It was the summer of 1997 (I think) when we took a family vacation to Austria. My dad did all of the research and booking back then, so I didn’t really know what to expect, but we stayed in two of my all-time favorite hotels: Graf Recke and Hotel Burg Bernstein.
I’ll revist Graf Recke later because it has an enchanting story of its own. Today, however, I’m taking you back to Burg Bernstein for a ghost story.
Burg Bernstein is a beautiful hilltop castle with stunning country views. It’s been handed down from generation to generation and turned into a hotel and restaurant. It’s most famous inhabitant, however, was László Almásy (see also), who was depicted as the title character in The English Patient.
When we arrived, the owner greeting us warmly and showed us to our rooms. I remember being awestruck. I couldn’t wait to excited every nook and cranny of the grounds. We walked across a gravel courtyard toward our suite, the owners’ dog happily tagging along.
When he opened the door, I wanted someone to pinch me. It was like being transported back in time. Every room was beautifully appointed with antiques, paintings, and artifacts, but it didn’t feel like some high-priced interior decorator had put together a “look.” Instead, it was as if these rooms had looked this way for generations.
Just beyond the front door was a small foyer. A door to the left had name written on it in faded white letters and opened to a bedroom. A door to the right led to the expansive master bedroom, a bathroom, and a third bedroom at the far end of the suite.
I have to say here that I was 13, so it was exciting to be able to sleep in my own room and get away from my parents (I was not always a peach to be around that year).

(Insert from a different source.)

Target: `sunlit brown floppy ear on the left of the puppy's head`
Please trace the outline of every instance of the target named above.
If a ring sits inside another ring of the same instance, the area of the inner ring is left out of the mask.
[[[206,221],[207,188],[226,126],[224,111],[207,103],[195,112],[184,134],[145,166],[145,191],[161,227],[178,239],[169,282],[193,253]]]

Not only that, but I could pick which room I wanted. I decided to take my time.
I’m not sure whether it was my dad or the owner who mentioned Red Ivan, one of two ghosts* who are said to haunt the castle, first. I think I tried to brush it off initially, like the cool teenager I wanted to be. Whatever, dad. I ain’t afraid of no ghosts.
But as the day wore on, everything stewed in my brain. There were rooms full of swords and armor, halls lined with antlers, and dinner was served by candlelight in the Knight’s Room with long tables and squishy antique chairs. A old haunted, atmospheric castle can really prime the old brain.
So the choice of rooms became less exciting and more strategic. That room with the name on it was suddenly creepy. I didn’t want to sleep in a room marked for someone else. Plus the front door didn’t really lock. And it was kind of far from my parents. . .
The back room it is! It’ll be great! Plus, I’ll be closer to the washroom, anyway. Yeah, it’s all about the proximity to the washroom.
Then it was time to go to bed. I tried to fall asleep in that old twin bed. I did my best to laugh at how silly the idea of Ivan was. But he kept popping up. Who was he, anyway? And why was he Red? I hoped it was his hair. And what kind of haunting are we talking about here?
After what felt like hours of tossing and turning and feeling all of my hair stand on end any time I heard any noise, I sheepishly padded into my parents bedroom.
“Can. . .can I sleep with you tonight? Don’t tell anyone, ever.”
* Red Ivan is also known as Raging Wolf and Schlosshansl. According to this website he was a murderous 13th century knight who beat a bishop to death and haunts the castle "by showing himself beside children's bed [. . .] He has been described with flaming red hair, a skirt at knee length and an evil laugh!"
Caterina Frescobaldi (aka the White Lady) is the second ghost. The story goes that she committed adultery so her husband had her buried alive in the 15th century. She appears in white and has an icy touch. People who stay in the Tantalouis or Vinzenz have the best chance of seeing her, apparently.